All of those business moves have grown annual revenue to $37 million.
Amid that success, last spring Zingerman’s took another step to grow: It sought a multi-million dollar expansion of the Detroit Street deli complex that will add 10,430-square-feet of new construction to its Kerrytown business.
All of those steps combined with the company’s foundation of growth and success to result in Zingerman’s being named “Company of the Year” at the 6th annual Deals of the Year awards presented by Business Review.
With the effort to expand its namesake deli on Detroit Street on the edge of Kerrytown, the company returned to a vision from a few years earlier, when another version was submitted to city officials, who did not allow the demolition of adjacent historic houses.
Melanie Maxwell | AnnArbor.com
This time, Zingerman’s retooled its plans to make it more palatable to historic preservation efforts. But it also allows the business to significantly expand, with a goal of adding 65 employees after the work is done.
Zingerman’s received city approvals in early fall, then it was awarded a $6.7 million brownfield tax credit from the state in October. Both clear the way for the work to begin in 2011.
Now new construction will replace a fire-damaged home on the Kingsley side of the Zingerman’s corner at Detroit Street. The new space will include kitchens, bathrooms, dining space and an elevator. Moving work space from the deli will allow renovations in that building to increase restaurant area, and retail space also would be expanded. Outdoor dining areas will be improved, too, and a second historic structure affected by the expansion will be preserved.

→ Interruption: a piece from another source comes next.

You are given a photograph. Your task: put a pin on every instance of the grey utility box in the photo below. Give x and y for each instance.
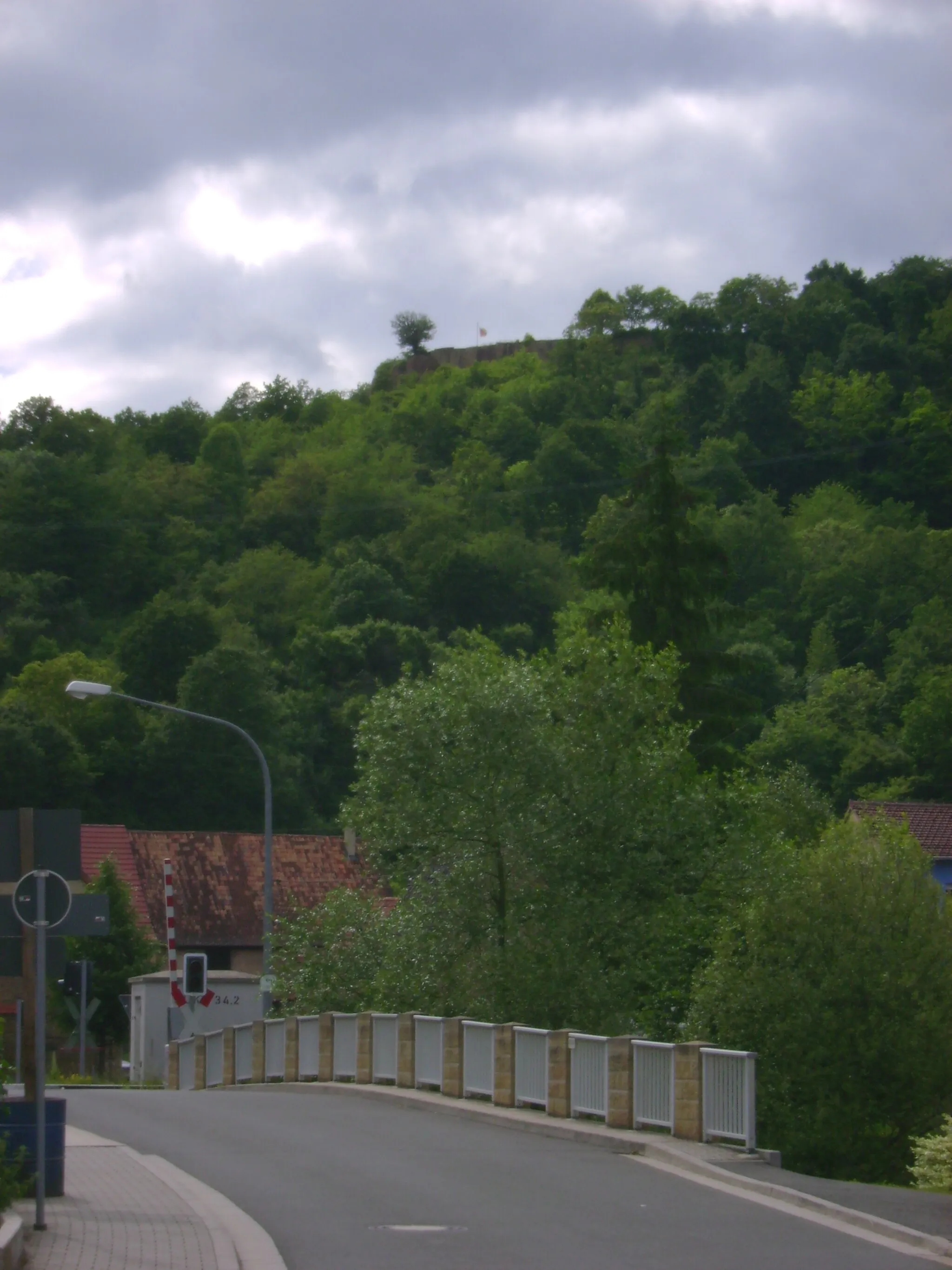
(154, 1022)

Just as significantly, the new construction will allow the business to continue to grow but in the Zingerman’s footprint: With deliberate, team-supported change that preserves the essence of the company.
By pursuing the new construction, Zingerman’s told Ann Arbor that it wanted to commit to the city where the deli has made its home for nearly 30 years.
But it also told Ann Arbor that it’s not content to be static in that long-time home. The company has a vision for positive change for its business, and by extension, for Ann Arbor.
“We just really want to develop an efficient and well-designed and unified plan that's going to take us over the next 25 to 50 years," Grace Singleton, one of the company’s managing partners, told city planning officials this summer.
Beyond the deli, the principles driving Zingerman’s provide a backdrop of success to the company - and a roadmap for other businesses. Key to that is the respect and investment in locally driven commerce. It’s a message that resonates in Ann Arbor and also, via Zingerman’s, makes this area stronger.
As Zingerman’s co-founder Paul Saginaw says as part of his role as vice chair of the national Business Alliance for Local Living Economies, “We want to help create and energize local economies throughout the country, believing that the solutions to a better economic system is one based on local economies.”